AQUELE CLAMOR QUE SE ELEVA DE ALEPO

Fala o Núncio na Síria, Monsenhor MARIO ZENARI: «Não permitam que esta terra se transforme no cemitério das diferenças»
Giorgio Paolucci

Só os números bastavam para perceber a dimensão da tragédia que há mais de quatro anos se está a consumar na Síria: 220 mil mortos, entre os quais 11 mil crianças, 4 milhões de pessoas fugidas para o estrangeiro numa população de 22 milhões, mais de 7 milhões de desalojados “internos”, 10 milhões que necessitam de assistência humanitária, 4 em cada 5 sírios estão no limiar da pobreza, 58 por cento sem trabalho, 1,65 milhões de crianças deixaram de ir à escola. E mais: 20 mil pessoas desaparecidas, entre as quais dois bispos ortodoxos e o jesuíta italiano Paolo Dall’Oglio. Mas os números não dizem tudo. As imagens e os relatos que chegam de Damasco, Homs, Alepo e de dezenas de aldeias mostram bairros destruídos, rostos marcados pelo medo e pelo sofrimento, uma humanidade lastimosa vítima de violência cega.
«É o povo a vítima sacrificial deste conflito: um povo inteiro pagando as consequências duma guerra por procuração, alimentada por potências estrangeiras que andam a jogar uma gigantesca e trágica partida na região. Uma equipa veste a camisola sunita, a outra a xiita, e há mais um jogador, Israel, que aparentemente está fora das quatro linhas». Ao telefone, de Damasco, fala monsenhor Mario Zenari, Núncio Apostólico na Síria há seis anos. Um olhar realista, de quem partilha o sofrimento dos cristãos e conhece bem as dinâmicas políticas diplomáticas que se cruzam no país e em todo o Médio Oriente.
Haverá uma via de saída para a mortandade que está a consumir a Síria? «Agora é evidente que não pode haver uma solução militar, a única via de saída é a diplomática. É necessário abrir uma mesa de negociações que envolva todos os protagonistas: o governo, as oposições, a sociedade civil (incluindo os líderes religiosos), os actores regionais e internacionais (e não se poderá excluir o Irão, como foi feito antes). O fracasso substancial das duas conferências anteriormente realizadas em Genebra deve-se ao facto de que quem se sentava à mesa tinha como objectivo a vitória sobre o adversário, mais do que alcançar a paz. Mas não havendo disponibilidade para o compromisso em vista dum resultado estável e duradouro, não se chega a lado nenhum. A palavra de ordem deve ser “diálogo”. E desde logo deve cessar o ignóbil fornecimento de armas aos contendores por parte de Estados que visam a desestabilização da Síria: o que se está a passar aqui é um capítulo da terceira guerra mundial por partes, que o Papa Francisco evoca há tempos».

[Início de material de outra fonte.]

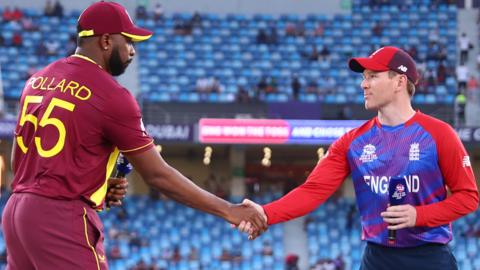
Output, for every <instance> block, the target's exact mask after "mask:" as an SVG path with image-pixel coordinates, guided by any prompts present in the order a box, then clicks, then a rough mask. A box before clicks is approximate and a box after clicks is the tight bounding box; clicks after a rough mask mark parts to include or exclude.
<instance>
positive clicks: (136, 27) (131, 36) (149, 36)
mask: <svg viewBox="0 0 480 270" xmlns="http://www.w3.org/2000/svg"><path fill="white" fill-rule="evenodd" d="M121 34H122V35H124V36H126V37H129V38H131V39H132V41H133V42H140V41H144V40H147V39H149V38H150V37H151V36H152V34H153V33H152V31H149V30H147V29H143V28H140V27H132V28H131V29H129V30H128V31H125V32H121Z"/></svg>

«Estamos cansados». A Síria é um dos berços do cristianismo, foi em Antioquia (que só a partir de 1939 passou a fazer parte da Turquia) que pela primeira vez os seguidores de Jesus foram chamados “cristãos”. Aqui ao longo dos séculos configurou-se um mosaico de povos que testemunhou a possibilidade de convivência entre culturas e fés religiosas diferentes, aqui a diversidade é algo comum. Alepo, a cidade que, mais do que as outras, encarnou esta vocação, é há meses campo de batalha entre as forças governativas, os rebeldes de Al-Nusra (ramo da al-Qaeda) e as milícias do Estado Islâmico (ISIS). Precisamente dali, em meados de Abril, por ocasião da festa da Páscoa ortodoxa, ergueu-se o grito dos chefes das confissões cristãs, com um documento significativamente intitulado Ressurreição do Salvador ou sepultura dos fiéis?. «Vimos e chorámos: corpos retirados dos escombros, bocados agarrados às paredes e sangue misturado ao solo da pátria. Dezenas de mártires de qualquer religião e confissão, feridos e mutilados. Estamos cansados. Fechem as portas à venda de armas e detenham os instrumentos de morte e o fornecimento de munições. Querem que fiquemos feridos e humilhados, mutilados e destituídos de toda a dignidade humana? Ou que nos vamos embora à força, e sejamos manifestamente destruídos?». O apelo termina com um clamor: queremos que esta cidade continue a ser a mesma Alepo de sempre, «a jóia preciosa da coroa do nosso país, com todas as suas componentes e a sua diversidade civilizacional, cultural, religiosa e confessional».